For the first time, we fully explore the mixed-node, mixed-area scenarios in Face-to-Face (F2F) 2-tier 3D accelerators. This approach reveals the optimal design that [16] failed to uncover, demonstrating improvements across all evaluated metrics. With mixed core allocation, we incorporate decap and silicon into the peripheral of the logic core, where silicon facilitates heat dissipation as well as uniform pressure during packaging.

## III. MOTIVATION

# A. Why Is 3D Chip Architectural DSE Harder?

Table I compares architectural design space complexity for 2D and 3D ICs. In terms of technology complexity, 2D ICs exhibit a complexity of  $\mathcal{O}(m)$ , while 3D ICs expand to  $\mathcal{O}(m^k)$  technology combinations across tiers. Once the technology is selected for each tier, the memory complexity in 2D ICs is  $\mathcal{O}(n^p)$ , with independent memory type assignment per component, where n denotes the number

TABLE I: Architectural design space complexity of 2D and 3D ICs. n: #mem. types, p: #mem. components, m: #tech, k: #tiers in 3D ICs.

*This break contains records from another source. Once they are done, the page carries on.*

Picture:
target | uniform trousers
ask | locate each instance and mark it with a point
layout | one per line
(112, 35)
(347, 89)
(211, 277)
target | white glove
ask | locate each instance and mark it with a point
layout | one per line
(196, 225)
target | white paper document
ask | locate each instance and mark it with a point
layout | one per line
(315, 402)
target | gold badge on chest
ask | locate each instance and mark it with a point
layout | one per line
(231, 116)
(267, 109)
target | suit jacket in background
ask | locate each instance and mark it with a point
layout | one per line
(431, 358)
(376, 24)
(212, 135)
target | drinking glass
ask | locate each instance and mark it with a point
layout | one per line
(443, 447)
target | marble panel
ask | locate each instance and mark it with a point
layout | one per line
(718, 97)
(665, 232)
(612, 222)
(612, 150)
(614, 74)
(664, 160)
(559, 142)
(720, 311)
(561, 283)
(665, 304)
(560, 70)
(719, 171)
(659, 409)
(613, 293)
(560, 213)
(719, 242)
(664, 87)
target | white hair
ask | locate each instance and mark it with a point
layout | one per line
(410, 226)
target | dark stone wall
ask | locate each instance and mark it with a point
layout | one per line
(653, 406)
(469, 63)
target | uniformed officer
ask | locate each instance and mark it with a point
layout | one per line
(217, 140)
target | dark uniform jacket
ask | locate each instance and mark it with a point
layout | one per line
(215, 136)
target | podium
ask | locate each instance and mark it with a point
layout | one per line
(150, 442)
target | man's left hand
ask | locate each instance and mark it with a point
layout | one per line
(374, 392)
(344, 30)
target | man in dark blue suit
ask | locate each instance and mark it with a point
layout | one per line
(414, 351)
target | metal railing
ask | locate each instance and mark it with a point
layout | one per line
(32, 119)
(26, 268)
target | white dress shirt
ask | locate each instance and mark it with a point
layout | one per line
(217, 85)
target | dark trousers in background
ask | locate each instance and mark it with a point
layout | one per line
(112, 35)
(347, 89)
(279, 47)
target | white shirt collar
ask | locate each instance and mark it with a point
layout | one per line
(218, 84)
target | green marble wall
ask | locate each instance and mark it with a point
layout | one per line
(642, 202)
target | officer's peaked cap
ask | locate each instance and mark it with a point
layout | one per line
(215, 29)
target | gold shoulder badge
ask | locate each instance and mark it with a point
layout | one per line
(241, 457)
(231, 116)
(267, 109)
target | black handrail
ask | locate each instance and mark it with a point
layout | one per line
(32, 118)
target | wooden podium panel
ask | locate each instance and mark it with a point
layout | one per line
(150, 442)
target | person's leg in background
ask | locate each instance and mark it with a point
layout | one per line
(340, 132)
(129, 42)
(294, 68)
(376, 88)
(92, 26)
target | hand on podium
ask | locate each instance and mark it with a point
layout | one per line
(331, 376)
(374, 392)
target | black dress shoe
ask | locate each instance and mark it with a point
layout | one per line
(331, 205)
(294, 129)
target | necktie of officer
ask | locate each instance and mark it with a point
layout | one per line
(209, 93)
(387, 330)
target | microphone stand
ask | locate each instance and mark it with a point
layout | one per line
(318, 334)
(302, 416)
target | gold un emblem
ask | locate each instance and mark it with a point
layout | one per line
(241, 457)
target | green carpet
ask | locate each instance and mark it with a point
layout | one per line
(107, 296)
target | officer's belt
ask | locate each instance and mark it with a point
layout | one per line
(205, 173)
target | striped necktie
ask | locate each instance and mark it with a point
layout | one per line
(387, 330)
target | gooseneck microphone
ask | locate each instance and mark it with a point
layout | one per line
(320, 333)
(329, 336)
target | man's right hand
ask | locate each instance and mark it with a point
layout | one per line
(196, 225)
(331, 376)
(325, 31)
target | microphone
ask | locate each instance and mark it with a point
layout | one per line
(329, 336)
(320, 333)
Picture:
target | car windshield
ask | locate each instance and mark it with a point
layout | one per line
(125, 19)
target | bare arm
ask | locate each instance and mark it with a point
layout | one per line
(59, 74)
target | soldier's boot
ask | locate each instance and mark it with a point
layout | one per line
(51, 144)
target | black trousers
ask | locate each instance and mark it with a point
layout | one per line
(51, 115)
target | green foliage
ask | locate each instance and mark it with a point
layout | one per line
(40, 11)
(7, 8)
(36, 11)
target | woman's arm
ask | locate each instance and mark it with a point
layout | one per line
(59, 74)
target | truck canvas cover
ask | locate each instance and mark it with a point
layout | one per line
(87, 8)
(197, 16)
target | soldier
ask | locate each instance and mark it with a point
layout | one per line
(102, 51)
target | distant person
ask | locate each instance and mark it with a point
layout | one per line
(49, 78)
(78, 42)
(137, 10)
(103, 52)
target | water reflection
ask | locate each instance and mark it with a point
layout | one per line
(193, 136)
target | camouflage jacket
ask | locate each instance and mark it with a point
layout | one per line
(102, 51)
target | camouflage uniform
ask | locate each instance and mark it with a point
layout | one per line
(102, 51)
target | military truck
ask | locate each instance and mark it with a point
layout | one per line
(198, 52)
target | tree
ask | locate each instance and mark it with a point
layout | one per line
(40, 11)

|                                      | 2D ICs             | 3D ICs<br>equal-area | 3D ICs<br>mixed-area     |
|--------------------------------------|--------------------|----------------------|--------------------------|
| Tech complexity                      | $\mathcal{O}(m)$   | $\mathcal{O}(m^k)$   | $\mathcal{O}(m^k)$       |
| Memory complexity                    | $\mathcal{O}(n^p)$ | $\mathcal{O}(2^k)$   | $\mathcal{O}(n^p * 2^k)$ |
| #Design points of 128×128 Sys. Array | 151                | 39                   | 473                      |

of memory types and p represents the number of memory components (e.g., p=1 for MAERI, p=3 for the Systolic Array). For 3D ICs with equal core areas, area uniformity restricts the number of feasible memory configurations to a constant set, yielding a complexity of  $\mathcal{O}(2^k)$ . This complexity is derived from  $kC1+kC2+\cdots+kC(k-1)$ , which accounts for the allocation of memory across the k available tiers. Finally, 3D ICs with mixed core areas, free from area uniformity constraints, have a memory complexity of  $\mathcal{O}(n^p*2^k)$ .

The difference in design space complexity is evident in the number of feasible design points in our work. For a 128×128 Systolic Array, there are 151 design points in 2D ICs, 39 design points in 3D ICs with equal-area, and 473 design points in 3D ICs with mixed-area configurations. The equal-area case considers only scenarios where the area difference between logic and memory is within 5%, while mixed-area configurations account for cases where the memory area is larger than the logic area. This highlights how the equal-area constraint significantly limits the design space for 3D ICs, while mixed-area 3D ICs explore a broader space than the 2D ICs.

## B. Why Deep Generative Models?

Deep Generative Models (DGMs) offer a powerful approach for generating new data points. Among various types of DGMs, VAE [9] stands out in learning the data distribution through the maximization of the Evidence Lower Bound (ELBO), as described in Equation 1.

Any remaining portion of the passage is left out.